Shin Godzilla

Shin Godzilla ★★★½

A ten year wait. A shitty American remake in-between. Ren Osugi, Shinya Tsukamoto and about a billion other amazing actors in the cast. Hi, I'm Dave. I fucking love Godzilla. And yes. I had unfathomably high expectations for this. There was no way Shin Godzilla was going to live up to the delirious mania that followed me into the cinema. That said, for the first thirtyish minutes, I was outrageously excited. It appeared that this was going to be pure genius with a level of satire and intelligence not seen in the series since the original.
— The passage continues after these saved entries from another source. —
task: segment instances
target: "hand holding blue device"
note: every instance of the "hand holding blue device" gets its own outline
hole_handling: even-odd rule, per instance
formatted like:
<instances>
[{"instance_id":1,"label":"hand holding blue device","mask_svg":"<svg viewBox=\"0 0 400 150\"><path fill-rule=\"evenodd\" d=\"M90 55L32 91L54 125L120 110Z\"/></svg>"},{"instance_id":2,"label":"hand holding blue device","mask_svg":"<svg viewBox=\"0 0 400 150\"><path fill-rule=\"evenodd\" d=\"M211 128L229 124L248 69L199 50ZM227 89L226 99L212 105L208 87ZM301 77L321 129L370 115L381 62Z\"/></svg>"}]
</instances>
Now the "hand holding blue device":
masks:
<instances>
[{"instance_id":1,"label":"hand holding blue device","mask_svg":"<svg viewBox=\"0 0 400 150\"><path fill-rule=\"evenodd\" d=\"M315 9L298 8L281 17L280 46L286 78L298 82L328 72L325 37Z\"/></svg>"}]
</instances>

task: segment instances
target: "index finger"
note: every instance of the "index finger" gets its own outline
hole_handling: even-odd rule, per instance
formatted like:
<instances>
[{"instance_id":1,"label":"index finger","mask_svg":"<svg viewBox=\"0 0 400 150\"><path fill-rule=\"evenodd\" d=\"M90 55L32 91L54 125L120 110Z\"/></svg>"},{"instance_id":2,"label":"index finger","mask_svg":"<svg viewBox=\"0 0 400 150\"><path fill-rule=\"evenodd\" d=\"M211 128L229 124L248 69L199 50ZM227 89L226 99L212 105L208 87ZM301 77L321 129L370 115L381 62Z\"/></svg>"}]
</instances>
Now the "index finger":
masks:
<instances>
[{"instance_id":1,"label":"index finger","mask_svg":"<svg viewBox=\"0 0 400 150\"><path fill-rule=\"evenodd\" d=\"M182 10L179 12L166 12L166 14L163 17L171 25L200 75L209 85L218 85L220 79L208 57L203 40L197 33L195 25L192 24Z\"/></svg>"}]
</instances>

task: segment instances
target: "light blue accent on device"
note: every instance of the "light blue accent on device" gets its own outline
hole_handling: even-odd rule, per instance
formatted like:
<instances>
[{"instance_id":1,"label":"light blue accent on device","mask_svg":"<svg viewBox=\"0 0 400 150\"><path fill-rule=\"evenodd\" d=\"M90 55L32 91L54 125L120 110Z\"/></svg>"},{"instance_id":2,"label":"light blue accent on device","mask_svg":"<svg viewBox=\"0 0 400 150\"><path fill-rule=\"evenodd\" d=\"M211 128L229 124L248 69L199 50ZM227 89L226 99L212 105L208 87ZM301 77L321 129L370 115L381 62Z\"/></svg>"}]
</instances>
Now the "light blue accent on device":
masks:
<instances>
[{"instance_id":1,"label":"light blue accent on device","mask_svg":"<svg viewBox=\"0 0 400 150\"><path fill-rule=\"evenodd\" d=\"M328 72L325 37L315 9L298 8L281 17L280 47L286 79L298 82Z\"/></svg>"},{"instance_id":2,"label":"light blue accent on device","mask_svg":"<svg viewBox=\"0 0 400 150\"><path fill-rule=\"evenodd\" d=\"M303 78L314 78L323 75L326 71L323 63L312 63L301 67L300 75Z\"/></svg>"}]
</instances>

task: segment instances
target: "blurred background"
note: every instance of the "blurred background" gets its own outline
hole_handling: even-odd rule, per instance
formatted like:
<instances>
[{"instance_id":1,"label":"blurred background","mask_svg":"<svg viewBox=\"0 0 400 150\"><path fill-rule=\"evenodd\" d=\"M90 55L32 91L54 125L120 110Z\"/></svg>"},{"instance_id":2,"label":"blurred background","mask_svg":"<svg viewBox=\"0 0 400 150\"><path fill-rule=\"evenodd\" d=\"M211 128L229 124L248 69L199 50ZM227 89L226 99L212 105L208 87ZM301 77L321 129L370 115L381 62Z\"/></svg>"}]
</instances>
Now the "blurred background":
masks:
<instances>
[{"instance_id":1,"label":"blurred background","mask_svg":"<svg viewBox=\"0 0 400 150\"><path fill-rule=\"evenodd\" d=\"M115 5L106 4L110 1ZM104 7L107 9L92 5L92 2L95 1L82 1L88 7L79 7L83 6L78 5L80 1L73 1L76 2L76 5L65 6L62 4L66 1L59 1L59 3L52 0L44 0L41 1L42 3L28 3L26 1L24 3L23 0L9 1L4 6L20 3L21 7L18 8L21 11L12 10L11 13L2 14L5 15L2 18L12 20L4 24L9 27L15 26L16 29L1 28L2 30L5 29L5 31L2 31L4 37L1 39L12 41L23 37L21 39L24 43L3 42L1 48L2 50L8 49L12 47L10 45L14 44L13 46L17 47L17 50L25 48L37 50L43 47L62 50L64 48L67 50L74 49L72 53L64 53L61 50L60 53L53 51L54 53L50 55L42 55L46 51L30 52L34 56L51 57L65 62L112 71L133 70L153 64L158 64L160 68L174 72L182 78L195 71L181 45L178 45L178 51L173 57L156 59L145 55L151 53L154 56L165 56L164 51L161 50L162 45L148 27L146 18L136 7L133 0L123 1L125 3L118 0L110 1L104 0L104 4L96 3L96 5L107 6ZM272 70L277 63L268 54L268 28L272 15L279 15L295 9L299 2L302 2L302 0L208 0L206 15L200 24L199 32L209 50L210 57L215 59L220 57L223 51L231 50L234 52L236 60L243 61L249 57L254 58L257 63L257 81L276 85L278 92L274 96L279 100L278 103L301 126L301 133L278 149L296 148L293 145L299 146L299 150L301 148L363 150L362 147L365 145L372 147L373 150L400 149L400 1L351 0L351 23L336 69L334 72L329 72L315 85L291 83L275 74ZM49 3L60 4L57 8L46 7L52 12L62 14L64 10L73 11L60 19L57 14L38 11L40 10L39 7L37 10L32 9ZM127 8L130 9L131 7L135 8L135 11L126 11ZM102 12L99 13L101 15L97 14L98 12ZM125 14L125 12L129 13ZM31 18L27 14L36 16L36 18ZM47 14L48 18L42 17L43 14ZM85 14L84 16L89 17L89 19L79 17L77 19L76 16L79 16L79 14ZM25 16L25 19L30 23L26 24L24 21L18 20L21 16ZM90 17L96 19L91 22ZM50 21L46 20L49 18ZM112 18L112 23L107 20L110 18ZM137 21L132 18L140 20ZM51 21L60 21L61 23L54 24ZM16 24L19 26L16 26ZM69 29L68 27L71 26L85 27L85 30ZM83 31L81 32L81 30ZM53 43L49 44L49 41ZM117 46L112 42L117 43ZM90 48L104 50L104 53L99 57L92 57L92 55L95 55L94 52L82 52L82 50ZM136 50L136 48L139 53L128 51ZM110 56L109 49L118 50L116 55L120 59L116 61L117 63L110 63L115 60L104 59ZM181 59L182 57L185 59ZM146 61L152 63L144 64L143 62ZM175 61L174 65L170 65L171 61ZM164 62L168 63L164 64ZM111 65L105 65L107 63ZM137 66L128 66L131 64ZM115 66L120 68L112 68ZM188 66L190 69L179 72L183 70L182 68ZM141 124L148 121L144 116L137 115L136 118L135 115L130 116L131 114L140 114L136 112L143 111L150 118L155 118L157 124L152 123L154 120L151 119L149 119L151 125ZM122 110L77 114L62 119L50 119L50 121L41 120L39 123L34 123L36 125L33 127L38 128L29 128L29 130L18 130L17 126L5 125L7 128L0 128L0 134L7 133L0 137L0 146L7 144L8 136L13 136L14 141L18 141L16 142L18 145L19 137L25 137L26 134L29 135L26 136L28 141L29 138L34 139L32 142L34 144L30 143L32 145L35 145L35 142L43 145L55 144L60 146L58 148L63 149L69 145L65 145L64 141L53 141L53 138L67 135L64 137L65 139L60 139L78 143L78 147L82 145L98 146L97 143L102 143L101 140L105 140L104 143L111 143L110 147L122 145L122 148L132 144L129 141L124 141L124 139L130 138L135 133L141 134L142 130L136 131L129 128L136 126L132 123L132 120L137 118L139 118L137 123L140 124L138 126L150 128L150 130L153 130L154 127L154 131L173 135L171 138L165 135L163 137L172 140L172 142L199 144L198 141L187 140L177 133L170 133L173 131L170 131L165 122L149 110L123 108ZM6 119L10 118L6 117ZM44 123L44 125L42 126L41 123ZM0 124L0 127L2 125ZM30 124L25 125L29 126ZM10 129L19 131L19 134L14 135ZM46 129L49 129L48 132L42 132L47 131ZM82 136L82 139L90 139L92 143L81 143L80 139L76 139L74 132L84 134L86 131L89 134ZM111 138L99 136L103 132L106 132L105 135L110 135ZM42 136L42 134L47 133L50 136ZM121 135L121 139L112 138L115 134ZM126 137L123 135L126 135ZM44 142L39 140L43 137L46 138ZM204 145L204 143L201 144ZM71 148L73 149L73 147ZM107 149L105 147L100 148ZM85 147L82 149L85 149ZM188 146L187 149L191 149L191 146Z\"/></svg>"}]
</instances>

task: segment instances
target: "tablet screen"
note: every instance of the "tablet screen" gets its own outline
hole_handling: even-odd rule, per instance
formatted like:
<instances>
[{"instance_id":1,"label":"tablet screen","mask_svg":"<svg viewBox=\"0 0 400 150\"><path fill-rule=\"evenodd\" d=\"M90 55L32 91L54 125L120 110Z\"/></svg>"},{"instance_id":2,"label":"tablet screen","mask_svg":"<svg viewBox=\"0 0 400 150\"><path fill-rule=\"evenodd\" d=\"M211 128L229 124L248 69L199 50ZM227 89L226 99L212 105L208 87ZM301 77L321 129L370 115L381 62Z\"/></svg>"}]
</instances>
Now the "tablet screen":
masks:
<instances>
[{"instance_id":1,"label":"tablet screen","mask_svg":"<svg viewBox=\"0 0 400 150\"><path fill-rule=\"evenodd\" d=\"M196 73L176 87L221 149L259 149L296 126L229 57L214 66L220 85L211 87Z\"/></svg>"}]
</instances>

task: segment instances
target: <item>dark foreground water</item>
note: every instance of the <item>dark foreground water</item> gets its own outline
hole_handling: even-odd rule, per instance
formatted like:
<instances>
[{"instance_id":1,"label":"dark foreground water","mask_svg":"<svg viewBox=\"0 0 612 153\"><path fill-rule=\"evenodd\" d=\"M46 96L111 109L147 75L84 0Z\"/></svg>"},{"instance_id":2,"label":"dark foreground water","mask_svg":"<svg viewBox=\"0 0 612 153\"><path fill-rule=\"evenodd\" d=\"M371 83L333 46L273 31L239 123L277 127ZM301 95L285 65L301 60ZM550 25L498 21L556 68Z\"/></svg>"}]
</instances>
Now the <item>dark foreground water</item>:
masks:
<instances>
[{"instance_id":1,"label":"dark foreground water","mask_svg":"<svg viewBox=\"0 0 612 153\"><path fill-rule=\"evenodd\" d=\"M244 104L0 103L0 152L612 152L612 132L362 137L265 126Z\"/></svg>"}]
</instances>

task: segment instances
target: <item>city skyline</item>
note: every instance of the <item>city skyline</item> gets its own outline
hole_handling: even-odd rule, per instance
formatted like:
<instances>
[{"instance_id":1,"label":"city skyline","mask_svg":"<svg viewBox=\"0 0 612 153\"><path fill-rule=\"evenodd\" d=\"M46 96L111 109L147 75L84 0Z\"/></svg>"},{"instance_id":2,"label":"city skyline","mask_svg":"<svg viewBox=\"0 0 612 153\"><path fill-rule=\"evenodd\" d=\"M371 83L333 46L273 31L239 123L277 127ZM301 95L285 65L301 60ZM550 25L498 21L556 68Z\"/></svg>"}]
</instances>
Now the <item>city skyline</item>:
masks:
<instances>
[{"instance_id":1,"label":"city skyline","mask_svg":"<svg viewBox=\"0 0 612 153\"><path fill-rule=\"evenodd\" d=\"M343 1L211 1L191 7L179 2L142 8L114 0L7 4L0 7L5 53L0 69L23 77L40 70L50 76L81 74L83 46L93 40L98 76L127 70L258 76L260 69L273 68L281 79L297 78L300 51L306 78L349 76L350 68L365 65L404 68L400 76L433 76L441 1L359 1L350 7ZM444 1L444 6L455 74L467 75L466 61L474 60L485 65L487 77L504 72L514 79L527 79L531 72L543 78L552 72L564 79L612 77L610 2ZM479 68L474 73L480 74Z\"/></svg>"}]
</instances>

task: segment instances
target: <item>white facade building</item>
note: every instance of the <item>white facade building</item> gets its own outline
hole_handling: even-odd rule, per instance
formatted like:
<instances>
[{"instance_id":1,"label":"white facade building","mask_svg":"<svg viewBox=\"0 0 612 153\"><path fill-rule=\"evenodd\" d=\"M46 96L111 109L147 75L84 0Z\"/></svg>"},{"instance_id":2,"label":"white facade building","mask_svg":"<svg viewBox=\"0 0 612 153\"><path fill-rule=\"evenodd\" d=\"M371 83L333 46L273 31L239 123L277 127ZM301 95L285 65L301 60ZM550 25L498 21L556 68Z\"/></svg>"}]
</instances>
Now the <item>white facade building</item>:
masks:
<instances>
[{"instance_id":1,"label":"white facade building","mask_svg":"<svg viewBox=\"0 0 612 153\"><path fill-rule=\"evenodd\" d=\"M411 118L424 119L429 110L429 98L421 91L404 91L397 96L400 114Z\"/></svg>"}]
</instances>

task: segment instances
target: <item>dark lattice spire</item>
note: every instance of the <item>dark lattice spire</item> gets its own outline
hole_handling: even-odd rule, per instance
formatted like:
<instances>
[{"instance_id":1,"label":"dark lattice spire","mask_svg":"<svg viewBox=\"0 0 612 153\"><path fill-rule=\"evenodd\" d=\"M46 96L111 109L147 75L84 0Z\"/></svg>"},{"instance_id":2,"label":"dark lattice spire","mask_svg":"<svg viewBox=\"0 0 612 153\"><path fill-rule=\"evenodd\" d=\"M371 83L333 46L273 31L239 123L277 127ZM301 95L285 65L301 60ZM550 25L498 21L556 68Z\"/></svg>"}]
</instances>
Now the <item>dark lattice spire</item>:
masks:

The panicked, fast-paced opening act featuring a stressed out Prime Minister, brilliantly pointless meetings and powerful allusions to the 2011 earthquake (and the political chaos that followed it) had me on the edge of my seat and giggling with delight. I loved the different forms of Godzilla and his bizarre evolution throughout the film. Though it went a little too far in de-Godzillarizing his appearance, Godzilla was a frightening force. Everything was great. I was having a blast. I was loving seeing my hero Shinya Tsukamoto getting decent screen time. Then Godzilla (literally) goes into a coma and the film fumbles to pieces. It becomes like every Godzilla film of the Millennium era - long dull conversations about how to deal with Godzilla and pseudo science galore. The satire becomes obvious and bloated and also a little disturbing (it's super nationalistic, pro-military and, more distressingly, possible even pro-Abe - though I could be misreading it). There's painfully cringe-inducing performance from Satomi Ishihara who is supposed to be American and slips into heavy-accented broken English regularly. The film mostly redeems itself in its final act, and, despite my own personal thoughts on the film's politics, I liked that Godzilla is once again a vessel for a real world conversation. I'm very much of two minds about Shin Godzilla, but I look forward to revisiting it.